Well, for starters, I do not have life figured out. Well, more like I do know what entails if I choose certain choices in life, but I do not actually know which path do I want. One issue I notice is that I don't have much opinion about a lot of things. Is it because "I don't know what I want"? Or is this an acceptable stance in life, and I just need to find someone who's okay with this? It could be the latter, but if it's the latter, how do I even know what kind of girl I'm looking for? Everytime there's a girl who's open to knowing me more, I got scared that whatever life she wants is not the life I want. How would I know if I don't even know the life I want? Maybe it's ok if this Vietnamese girl be taking 90% of my money to help her family as long as I can still live my life, and that she takes care of me, the family we build, etc?
She talked about having a vision board, and how she gave me 2 advices - I forgot what the first one was, but it was something about how my age is going to be the best time of my life, so I shouldn't waste it. The second one was about not going with the flow and to take charge of my life.
With the above advices in mind, now just going with what my mum tells me feels like not following the second advice. Not following the second advice has somehow worked out really well for me. Well, really well in most aspects of my life except in love/relationship...

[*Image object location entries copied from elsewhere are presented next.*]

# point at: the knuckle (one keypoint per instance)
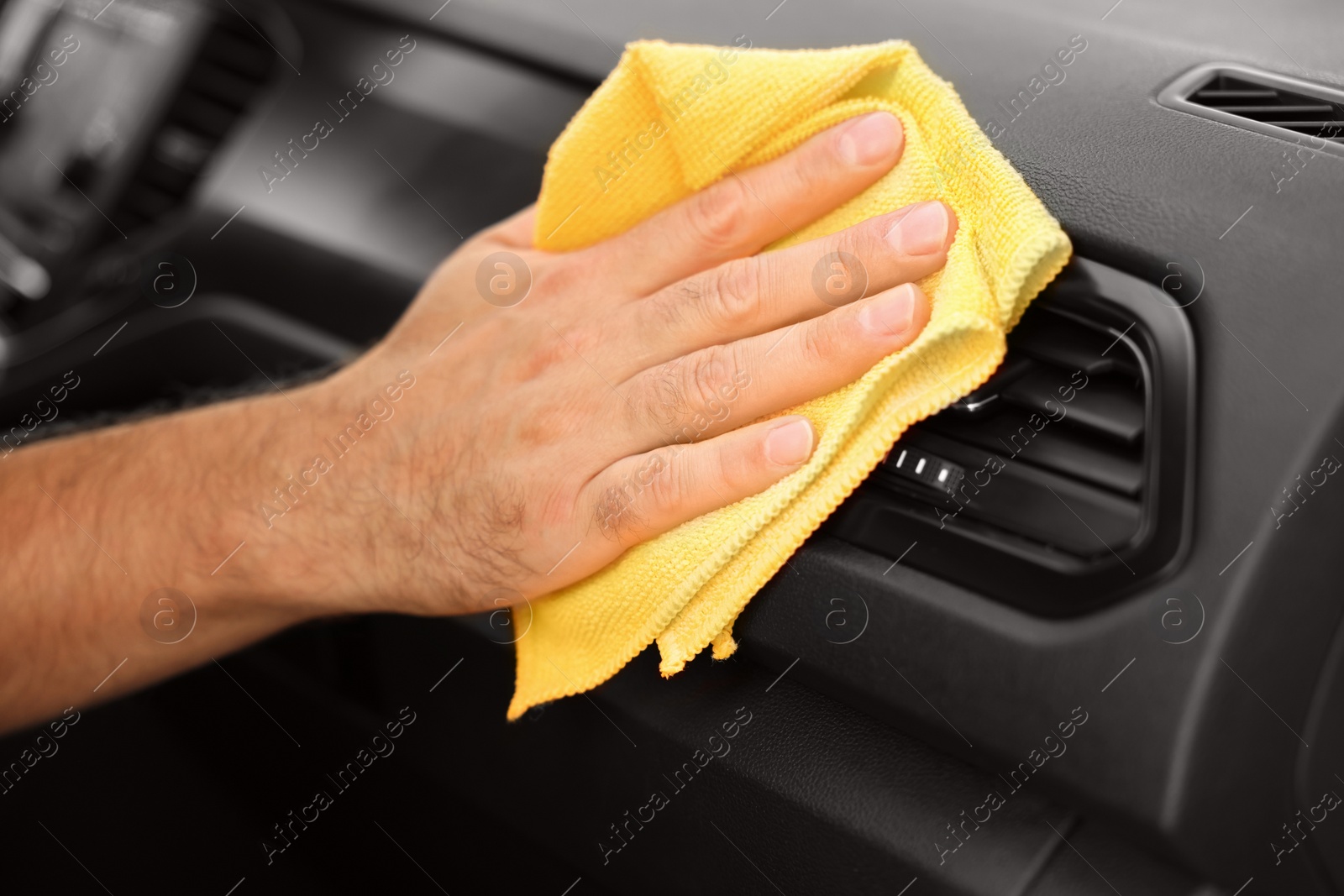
(669, 488)
(820, 342)
(718, 215)
(736, 295)
(662, 398)
(707, 372)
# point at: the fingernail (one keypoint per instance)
(890, 313)
(922, 231)
(790, 443)
(869, 139)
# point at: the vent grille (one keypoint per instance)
(1061, 483)
(230, 70)
(1263, 101)
(1273, 107)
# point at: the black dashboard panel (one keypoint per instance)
(1211, 692)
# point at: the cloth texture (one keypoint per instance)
(696, 114)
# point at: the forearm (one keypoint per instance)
(96, 524)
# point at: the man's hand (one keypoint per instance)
(477, 450)
(617, 399)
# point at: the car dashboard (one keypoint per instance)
(1108, 660)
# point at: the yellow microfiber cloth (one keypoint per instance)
(719, 110)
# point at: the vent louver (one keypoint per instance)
(1059, 483)
(1267, 102)
(232, 67)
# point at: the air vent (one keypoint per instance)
(232, 67)
(1062, 481)
(1288, 107)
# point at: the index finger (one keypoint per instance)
(749, 210)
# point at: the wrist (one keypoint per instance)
(318, 531)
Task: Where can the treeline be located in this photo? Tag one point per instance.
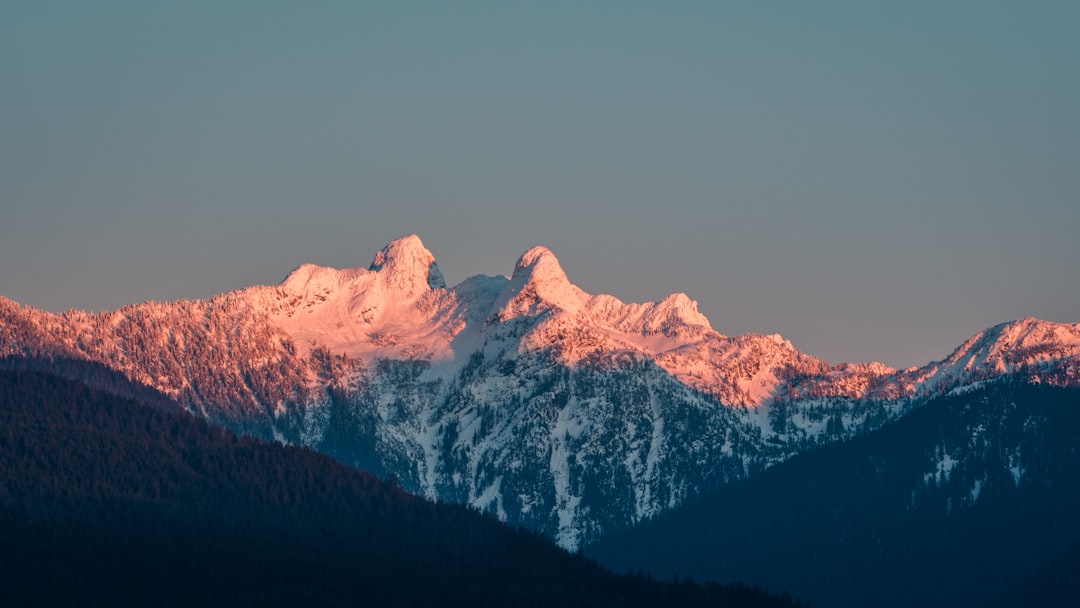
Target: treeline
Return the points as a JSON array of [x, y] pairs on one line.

I'm ending 2023 and starting 2024 depressed, what a life...
Or not. Technically I still have 40+ minutes to go. Let's just do a meditation leading up to it. Start/end the year with what has been providing me with refuge from the ups and downs of life.
I may continue writing this again tomorrow, if the dinner doesn't happen (maybe she ends up ghosting me). But until then, all the best in your life's endeavours and have a good 2024, readers!